Here’s an example of how this solution is used by a financial services customer that provides a service to consumers. That service leverages both the company’s internal data center as well as Amazon Web Services. They run Splunk in their data center to do logging of the applications that run there, then they send those logs to AWS for storage. In Amazon, they use Splunk to log the applications running in the cloud, then send those logs to the on-premise storage back at their headquarters. This gateway, called a Splunk heavy forwarder, sits in the edge of their environment and forwards an enormous amount of data back and forth between their data center and the cloud.
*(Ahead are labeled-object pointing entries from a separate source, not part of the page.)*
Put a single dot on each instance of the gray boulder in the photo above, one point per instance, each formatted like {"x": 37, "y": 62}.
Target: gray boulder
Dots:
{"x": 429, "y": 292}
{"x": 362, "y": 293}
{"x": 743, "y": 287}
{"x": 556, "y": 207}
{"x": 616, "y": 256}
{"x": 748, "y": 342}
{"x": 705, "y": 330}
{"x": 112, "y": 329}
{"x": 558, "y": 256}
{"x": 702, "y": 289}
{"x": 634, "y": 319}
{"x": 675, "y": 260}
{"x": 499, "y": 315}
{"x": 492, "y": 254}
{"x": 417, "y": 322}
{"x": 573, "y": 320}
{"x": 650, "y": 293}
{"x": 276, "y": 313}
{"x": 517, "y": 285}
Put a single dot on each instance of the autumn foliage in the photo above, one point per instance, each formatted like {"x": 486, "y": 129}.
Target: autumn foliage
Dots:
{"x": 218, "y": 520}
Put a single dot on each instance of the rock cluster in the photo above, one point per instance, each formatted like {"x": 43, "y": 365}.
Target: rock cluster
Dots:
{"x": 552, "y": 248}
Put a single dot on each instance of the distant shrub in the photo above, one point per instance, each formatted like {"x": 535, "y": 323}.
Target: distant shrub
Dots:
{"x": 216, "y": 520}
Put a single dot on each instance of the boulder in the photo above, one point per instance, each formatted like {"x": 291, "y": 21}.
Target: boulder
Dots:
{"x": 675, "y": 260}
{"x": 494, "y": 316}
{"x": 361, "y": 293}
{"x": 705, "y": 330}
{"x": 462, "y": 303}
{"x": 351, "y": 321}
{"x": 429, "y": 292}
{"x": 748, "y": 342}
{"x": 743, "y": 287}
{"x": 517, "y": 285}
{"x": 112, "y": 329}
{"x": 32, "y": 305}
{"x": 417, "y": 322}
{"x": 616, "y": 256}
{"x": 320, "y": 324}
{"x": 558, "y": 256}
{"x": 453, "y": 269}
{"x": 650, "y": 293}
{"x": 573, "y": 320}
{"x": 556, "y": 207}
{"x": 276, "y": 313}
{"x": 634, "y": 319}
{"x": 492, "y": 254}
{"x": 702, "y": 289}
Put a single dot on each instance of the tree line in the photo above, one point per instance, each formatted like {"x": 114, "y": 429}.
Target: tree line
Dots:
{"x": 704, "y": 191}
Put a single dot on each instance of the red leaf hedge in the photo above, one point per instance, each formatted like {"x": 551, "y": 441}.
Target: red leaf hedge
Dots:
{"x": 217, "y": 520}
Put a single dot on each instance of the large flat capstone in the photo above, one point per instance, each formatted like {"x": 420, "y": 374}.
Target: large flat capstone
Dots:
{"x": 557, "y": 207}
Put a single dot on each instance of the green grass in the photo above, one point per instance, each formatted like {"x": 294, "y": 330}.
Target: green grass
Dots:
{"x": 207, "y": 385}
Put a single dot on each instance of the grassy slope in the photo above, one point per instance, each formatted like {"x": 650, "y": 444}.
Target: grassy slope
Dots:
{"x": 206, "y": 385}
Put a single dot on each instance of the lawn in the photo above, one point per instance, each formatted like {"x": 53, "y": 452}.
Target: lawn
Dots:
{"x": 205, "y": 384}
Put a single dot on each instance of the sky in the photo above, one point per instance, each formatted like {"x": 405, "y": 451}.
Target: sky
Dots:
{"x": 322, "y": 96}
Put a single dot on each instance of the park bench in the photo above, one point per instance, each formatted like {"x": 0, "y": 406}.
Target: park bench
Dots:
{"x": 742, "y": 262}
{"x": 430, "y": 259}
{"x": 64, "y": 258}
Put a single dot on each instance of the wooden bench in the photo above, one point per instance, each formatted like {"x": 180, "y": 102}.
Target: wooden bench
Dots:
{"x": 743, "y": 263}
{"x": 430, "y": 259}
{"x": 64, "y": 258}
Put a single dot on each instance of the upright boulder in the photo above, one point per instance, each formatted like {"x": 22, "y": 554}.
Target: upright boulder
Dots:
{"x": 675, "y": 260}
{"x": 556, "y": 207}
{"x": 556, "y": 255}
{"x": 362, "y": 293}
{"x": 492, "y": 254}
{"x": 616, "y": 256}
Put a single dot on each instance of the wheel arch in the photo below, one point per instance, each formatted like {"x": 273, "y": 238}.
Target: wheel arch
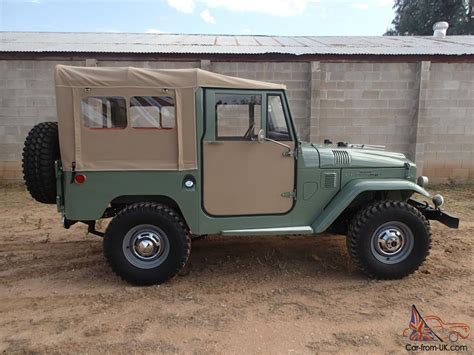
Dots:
{"x": 394, "y": 189}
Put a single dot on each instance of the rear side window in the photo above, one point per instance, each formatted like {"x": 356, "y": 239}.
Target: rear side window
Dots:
{"x": 102, "y": 112}
{"x": 238, "y": 116}
{"x": 152, "y": 112}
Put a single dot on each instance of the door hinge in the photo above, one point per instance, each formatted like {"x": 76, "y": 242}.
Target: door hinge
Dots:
{"x": 289, "y": 194}
{"x": 289, "y": 153}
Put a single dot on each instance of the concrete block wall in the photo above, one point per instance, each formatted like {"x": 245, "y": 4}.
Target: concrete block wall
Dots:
{"x": 422, "y": 109}
{"x": 371, "y": 103}
{"x": 445, "y": 140}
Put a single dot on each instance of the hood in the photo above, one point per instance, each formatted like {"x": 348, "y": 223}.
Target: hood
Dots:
{"x": 359, "y": 158}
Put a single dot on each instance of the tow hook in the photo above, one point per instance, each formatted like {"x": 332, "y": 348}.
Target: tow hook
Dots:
{"x": 435, "y": 213}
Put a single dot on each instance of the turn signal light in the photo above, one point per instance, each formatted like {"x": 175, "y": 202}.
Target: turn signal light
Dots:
{"x": 79, "y": 179}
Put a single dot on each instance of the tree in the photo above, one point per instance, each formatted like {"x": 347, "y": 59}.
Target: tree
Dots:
{"x": 417, "y": 17}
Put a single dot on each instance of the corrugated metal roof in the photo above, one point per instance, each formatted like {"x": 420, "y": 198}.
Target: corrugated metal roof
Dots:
{"x": 38, "y": 42}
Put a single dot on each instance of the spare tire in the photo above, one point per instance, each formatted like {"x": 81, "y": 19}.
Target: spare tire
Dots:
{"x": 40, "y": 152}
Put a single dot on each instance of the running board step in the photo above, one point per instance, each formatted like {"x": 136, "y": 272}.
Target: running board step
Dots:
{"x": 269, "y": 231}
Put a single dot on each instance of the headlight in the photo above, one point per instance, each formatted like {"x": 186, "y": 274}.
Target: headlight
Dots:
{"x": 438, "y": 200}
{"x": 422, "y": 181}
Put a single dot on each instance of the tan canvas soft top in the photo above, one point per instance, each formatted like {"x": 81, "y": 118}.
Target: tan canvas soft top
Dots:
{"x": 129, "y": 148}
{"x": 68, "y": 76}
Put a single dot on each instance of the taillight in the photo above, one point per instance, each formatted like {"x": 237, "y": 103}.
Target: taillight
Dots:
{"x": 79, "y": 179}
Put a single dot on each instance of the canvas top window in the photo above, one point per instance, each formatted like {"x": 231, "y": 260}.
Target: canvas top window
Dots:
{"x": 152, "y": 112}
{"x": 238, "y": 116}
{"x": 277, "y": 123}
{"x": 104, "y": 112}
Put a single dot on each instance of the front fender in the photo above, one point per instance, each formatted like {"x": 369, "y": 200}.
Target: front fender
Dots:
{"x": 353, "y": 189}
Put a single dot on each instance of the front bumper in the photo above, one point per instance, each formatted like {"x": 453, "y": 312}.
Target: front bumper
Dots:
{"x": 435, "y": 213}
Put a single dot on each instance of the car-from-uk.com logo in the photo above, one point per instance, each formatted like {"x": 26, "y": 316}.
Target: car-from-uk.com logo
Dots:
{"x": 438, "y": 334}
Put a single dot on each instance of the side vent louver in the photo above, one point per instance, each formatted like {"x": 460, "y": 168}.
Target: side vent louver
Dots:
{"x": 329, "y": 180}
{"x": 341, "y": 157}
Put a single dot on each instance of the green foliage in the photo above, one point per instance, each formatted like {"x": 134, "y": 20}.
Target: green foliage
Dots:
{"x": 417, "y": 17}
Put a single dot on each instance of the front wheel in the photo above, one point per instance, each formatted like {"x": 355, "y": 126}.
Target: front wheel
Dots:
{"x": 389, "y": 240}
{"x": 147, "y": 243}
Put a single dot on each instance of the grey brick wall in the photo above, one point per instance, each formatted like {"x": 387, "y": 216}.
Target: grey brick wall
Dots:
{"x": 445, "y": 141}
{"x": 422, "y": 109}
{"x": 373, "y": 103}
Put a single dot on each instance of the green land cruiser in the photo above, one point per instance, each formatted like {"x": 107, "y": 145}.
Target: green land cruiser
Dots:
{"x": 174, "y": 154}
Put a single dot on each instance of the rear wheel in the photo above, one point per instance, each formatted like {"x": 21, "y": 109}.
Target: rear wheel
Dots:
{"x": 389, "y": 240}
{"x": 147, "y": 243}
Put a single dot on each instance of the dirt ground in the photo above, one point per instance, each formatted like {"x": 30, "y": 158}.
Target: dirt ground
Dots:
{"x": 286, "y": 295}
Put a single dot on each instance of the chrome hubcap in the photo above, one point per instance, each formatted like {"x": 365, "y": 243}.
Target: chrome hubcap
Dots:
{"x": 392, "y": 242}
{"x": 146, "y": 246}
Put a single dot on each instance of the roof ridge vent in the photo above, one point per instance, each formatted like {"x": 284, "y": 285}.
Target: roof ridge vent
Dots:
{"x": 439, "y": 29}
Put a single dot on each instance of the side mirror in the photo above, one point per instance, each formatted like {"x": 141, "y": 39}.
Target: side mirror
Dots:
{"x": 261, "y": 136}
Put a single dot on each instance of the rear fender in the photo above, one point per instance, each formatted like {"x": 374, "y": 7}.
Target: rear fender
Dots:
{"x": 353, "y": 189}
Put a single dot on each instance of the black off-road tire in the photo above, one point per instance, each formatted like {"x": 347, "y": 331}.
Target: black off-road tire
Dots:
{"x": 40, "y": 151}
{"x": 135, "y": 221}
{"x": 363, "y": 236}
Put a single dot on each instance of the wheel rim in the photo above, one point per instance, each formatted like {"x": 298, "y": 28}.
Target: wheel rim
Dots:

As this company’s business scales up around tax time and then scales down again, they need to be able to very rapidly expand capacity at the edge of their environment for these Splunk heavy forwarders. This couldn’t be done with the old architecture because it took too long to change policies in the enterprise firewall. So, instead they deployed the Splunk forwarders on Skyport at the edge of their network and gave the application owner the control. When he wants more capacity, he just adds more systems to the environment by scaling up those gateways. When he needs less capacity, he scales it down. And he can do that without having to go through a massive amount of change control.
This company started with the application using Splunk and has since moved on to deploying a Salesforce.com application in the same fashion using MuleSoft, as well as dozens of other applications.
Skyport provides the flexibility to make hybrid cloud environments more agile and secure. This solution accelerates the adoption of the cloud and enables infrastructure teams to empower DevOps teams to deploy quickly while controlling and reducing risk.
What’s more, given the shared responsibility management model where Skyport maintains, patches and supports the underlying platform as part of the service, the effort to install and maintain the Skyport solution is minimal. As organizations move more to the cloud, this approach delivers a more balanced approach to agility and security at the edge of the network.